About Naming Convention of CUDA Static Libraries

I am working on building a toolchain for CUDA. I just found that CUDA static libraries all come with a suffix _static.a. I am wondering if this is done deliberately and I have the following concern: if I remove all the shared libraries and specify -L/usr/local/cuda-12.3/lib64 -lcudart, will the linker successfully locate the libcudart_static.a under /usr/local/cuda-12.3/lib64? As far as I know, a linker does not have that functionality.

P.S. It is a practice of my company to link to static libraries.

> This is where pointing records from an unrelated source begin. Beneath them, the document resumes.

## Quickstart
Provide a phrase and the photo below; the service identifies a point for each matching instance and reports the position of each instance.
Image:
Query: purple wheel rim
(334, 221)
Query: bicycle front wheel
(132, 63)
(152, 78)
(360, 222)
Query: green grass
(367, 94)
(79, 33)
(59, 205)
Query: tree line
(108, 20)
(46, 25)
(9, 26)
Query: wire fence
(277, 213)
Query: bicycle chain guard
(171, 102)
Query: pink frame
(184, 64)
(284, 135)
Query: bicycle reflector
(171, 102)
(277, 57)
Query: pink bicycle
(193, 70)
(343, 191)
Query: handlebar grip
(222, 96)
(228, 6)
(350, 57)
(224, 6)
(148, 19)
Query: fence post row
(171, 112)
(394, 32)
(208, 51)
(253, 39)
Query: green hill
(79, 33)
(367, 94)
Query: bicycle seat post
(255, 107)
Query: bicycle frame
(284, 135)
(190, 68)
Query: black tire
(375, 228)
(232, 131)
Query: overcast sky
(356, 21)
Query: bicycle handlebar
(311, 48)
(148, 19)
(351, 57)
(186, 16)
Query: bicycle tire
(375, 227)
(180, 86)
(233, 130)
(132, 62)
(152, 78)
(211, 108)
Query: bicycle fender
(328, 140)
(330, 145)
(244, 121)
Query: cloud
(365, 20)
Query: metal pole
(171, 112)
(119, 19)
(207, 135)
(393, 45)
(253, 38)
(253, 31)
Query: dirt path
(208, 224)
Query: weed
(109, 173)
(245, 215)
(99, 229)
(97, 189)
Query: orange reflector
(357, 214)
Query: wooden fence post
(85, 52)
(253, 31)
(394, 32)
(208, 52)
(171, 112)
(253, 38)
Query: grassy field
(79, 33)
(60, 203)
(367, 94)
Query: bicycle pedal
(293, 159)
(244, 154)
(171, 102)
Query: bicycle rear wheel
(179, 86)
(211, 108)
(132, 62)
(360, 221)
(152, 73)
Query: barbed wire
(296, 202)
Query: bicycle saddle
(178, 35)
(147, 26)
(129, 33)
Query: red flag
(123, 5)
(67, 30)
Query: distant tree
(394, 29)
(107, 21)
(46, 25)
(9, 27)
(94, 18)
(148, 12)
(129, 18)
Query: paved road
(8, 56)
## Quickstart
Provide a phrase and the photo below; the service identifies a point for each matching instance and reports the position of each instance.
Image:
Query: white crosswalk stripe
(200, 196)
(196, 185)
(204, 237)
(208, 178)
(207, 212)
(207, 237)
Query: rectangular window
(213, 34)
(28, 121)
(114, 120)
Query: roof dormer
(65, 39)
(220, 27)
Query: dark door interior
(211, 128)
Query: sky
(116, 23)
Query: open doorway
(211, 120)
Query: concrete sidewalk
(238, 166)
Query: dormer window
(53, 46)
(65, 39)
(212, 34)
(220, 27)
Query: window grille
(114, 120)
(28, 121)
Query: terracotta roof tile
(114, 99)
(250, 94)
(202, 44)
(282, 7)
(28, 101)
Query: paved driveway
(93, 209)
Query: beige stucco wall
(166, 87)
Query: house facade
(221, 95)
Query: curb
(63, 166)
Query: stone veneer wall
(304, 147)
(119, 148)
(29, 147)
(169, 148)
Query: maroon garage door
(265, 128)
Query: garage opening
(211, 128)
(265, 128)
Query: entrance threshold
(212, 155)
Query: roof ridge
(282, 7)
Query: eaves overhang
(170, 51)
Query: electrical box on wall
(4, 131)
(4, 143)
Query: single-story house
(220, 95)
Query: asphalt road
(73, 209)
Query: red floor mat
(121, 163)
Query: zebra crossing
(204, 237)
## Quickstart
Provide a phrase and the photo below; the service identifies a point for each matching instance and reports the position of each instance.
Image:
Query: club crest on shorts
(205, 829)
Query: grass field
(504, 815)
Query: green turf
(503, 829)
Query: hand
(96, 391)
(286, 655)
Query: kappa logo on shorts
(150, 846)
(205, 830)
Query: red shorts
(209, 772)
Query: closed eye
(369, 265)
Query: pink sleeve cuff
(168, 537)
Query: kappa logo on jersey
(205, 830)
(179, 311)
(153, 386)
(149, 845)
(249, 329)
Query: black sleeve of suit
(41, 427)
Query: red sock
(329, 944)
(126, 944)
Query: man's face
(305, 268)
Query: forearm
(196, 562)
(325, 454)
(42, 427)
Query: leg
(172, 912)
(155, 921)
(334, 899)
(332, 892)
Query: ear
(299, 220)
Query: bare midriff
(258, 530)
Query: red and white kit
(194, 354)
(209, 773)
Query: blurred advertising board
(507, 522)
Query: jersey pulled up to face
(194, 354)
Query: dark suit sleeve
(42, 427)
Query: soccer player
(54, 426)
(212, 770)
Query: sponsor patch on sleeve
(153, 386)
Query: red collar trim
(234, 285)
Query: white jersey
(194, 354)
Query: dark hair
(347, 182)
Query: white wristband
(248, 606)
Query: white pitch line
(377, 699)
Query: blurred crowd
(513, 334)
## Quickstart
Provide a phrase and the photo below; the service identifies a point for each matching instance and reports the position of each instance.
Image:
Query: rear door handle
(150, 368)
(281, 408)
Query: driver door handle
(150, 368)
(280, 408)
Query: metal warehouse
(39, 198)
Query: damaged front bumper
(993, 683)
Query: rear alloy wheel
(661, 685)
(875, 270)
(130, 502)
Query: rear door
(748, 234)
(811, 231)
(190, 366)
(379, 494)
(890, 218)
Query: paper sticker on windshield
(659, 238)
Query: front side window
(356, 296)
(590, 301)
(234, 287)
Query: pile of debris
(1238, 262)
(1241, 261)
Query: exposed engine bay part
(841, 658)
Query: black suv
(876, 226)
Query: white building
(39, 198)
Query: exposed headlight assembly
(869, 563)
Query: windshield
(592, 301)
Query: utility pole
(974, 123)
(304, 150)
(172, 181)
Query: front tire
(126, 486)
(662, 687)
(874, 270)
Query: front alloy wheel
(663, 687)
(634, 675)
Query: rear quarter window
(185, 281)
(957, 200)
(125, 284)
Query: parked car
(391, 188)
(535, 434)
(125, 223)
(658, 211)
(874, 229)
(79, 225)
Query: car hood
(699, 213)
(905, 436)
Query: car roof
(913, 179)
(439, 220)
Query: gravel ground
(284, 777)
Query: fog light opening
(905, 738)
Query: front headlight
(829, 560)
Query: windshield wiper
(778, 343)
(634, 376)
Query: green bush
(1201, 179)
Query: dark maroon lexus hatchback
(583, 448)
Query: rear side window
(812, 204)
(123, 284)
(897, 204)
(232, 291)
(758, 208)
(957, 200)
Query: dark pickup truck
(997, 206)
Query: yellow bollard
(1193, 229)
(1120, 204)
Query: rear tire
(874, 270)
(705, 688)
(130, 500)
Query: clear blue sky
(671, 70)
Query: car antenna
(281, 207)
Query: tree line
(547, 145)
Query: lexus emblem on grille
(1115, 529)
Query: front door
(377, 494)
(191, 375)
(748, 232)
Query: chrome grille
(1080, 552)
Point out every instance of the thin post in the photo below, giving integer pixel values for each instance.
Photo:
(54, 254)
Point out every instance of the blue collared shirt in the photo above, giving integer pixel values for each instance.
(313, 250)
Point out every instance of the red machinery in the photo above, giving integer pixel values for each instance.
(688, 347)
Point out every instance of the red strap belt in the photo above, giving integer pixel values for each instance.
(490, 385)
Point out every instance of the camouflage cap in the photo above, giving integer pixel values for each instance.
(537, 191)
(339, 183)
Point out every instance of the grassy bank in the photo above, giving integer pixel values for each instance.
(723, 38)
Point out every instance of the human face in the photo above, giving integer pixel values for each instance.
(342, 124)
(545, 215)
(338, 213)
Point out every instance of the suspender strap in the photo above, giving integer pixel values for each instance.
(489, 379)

no, -lcudart will not locate libcudart_static.a

The behavior here is similar to what you would expect from the gnu linker.

When using nvcc you can specify to link to the static cudart version via -static (which is default behavior, I believe.)

With gnu linker specify -l<library_name> as you ordinarily would, e.g. -lcudart_static

I guess when I execute the following command: nvcc -dlink -o some_output all_input, the libcudart_static.a is already used. Or maybe not… It is only about device linking…

specifying -dlink is a different case than what I was discussing. It’s not obvious to me there is any device-linkable code in libcudart.so (the dynamic library) and anyway you cannot device-link across a shared object boundary. I wouldn’t normally expect it to be relevant to specify libcudart on a device-link step, but maybe someone will prove me wrong.

When I attempt to find device code in libcudart_static, I observe this:

# cuobjdump -sass /usr/local/cuda/lib64/libcudart_static.a

member /usr/local/cuda/lib64/libcudart_static.a:cudart_static.o:
cuobjdump info    : File '/usr/local/cuda/lib64/libcudart_static.a' does not contain device code

(CUDA 12.2)

so its not obvious to me that it would be relevant in a device-link step.